Sus miradas se entrelazaron en un momento de risas silenciosas, sus corazones comenzaron a latir con una fuerza irresistible y una energía palpable se enroscó entre ellos, acercando sus almas. Sus ojos se comunicaron en un lenguaje más allá de las palabras, creando un silencio lleno de significado. Ambos sintieron que algo poderoso estaba surgiendo dentro de ellos, algo que los llevaría hacia un abismo de emociones y sensaciones que no podían comprender del todo, pero ahora mismo era demasiado pronto para dejarlo salir en toda su fuerza. Así que se mantuvieron sentados, disfrutando del momento y sintiendo ese algo especial que estaba sucediendo.

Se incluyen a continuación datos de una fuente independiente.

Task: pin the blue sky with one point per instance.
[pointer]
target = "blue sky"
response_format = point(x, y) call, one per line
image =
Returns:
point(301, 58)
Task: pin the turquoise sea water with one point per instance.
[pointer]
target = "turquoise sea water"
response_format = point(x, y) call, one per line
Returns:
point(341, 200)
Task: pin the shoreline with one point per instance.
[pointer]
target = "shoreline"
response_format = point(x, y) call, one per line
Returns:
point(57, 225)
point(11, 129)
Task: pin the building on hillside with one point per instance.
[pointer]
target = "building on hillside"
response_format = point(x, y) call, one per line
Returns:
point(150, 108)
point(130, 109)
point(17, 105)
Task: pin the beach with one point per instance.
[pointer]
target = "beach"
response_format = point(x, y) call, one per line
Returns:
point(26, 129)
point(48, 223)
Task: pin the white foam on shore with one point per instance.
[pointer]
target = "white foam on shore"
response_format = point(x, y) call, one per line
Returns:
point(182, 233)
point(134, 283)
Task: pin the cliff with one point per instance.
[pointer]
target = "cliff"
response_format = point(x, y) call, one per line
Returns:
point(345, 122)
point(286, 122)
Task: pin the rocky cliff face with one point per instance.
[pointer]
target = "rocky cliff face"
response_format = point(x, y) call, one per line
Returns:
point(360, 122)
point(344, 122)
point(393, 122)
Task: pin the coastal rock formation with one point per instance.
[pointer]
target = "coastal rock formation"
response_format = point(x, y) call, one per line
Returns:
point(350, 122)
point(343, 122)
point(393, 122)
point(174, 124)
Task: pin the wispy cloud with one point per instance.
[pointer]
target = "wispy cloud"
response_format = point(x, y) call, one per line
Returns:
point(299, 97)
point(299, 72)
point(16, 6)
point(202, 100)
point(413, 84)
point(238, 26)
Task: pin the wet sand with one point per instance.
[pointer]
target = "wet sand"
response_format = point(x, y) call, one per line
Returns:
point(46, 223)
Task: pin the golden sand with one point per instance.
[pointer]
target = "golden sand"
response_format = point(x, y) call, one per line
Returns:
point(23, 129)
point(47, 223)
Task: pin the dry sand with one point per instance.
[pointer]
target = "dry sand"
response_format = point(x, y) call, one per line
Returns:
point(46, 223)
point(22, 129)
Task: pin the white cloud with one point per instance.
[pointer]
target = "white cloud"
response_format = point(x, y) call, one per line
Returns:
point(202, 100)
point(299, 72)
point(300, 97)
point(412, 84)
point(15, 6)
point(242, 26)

En medio de esa electricidad que se esparcía por el aire, Christopher supo que nada volvería a ser igual en su vida. Tenía la sensación de que el universo había conspirado para unirlos en ese lugar, en ese momento. Sin embargo, la mujer de gorrito carmesí, al percatarse de lo que le estaba sucediendo, fue invadida por una oleada de miedo. Se puso seria y algo nerviosa. Aunque intentó esconderlo, no podía engañarlo. Christopher percibió el cambio en su actitud de inmediato. Una sombra se asomó en el horizonte de su mente y supo que ella escondía una profunda tristeza, pero también, que tenía el poder para ayudarla. Comprendió entonces que no descansaría hasta hacerlo, a pesar de que ella se esforzara por ocultarlo.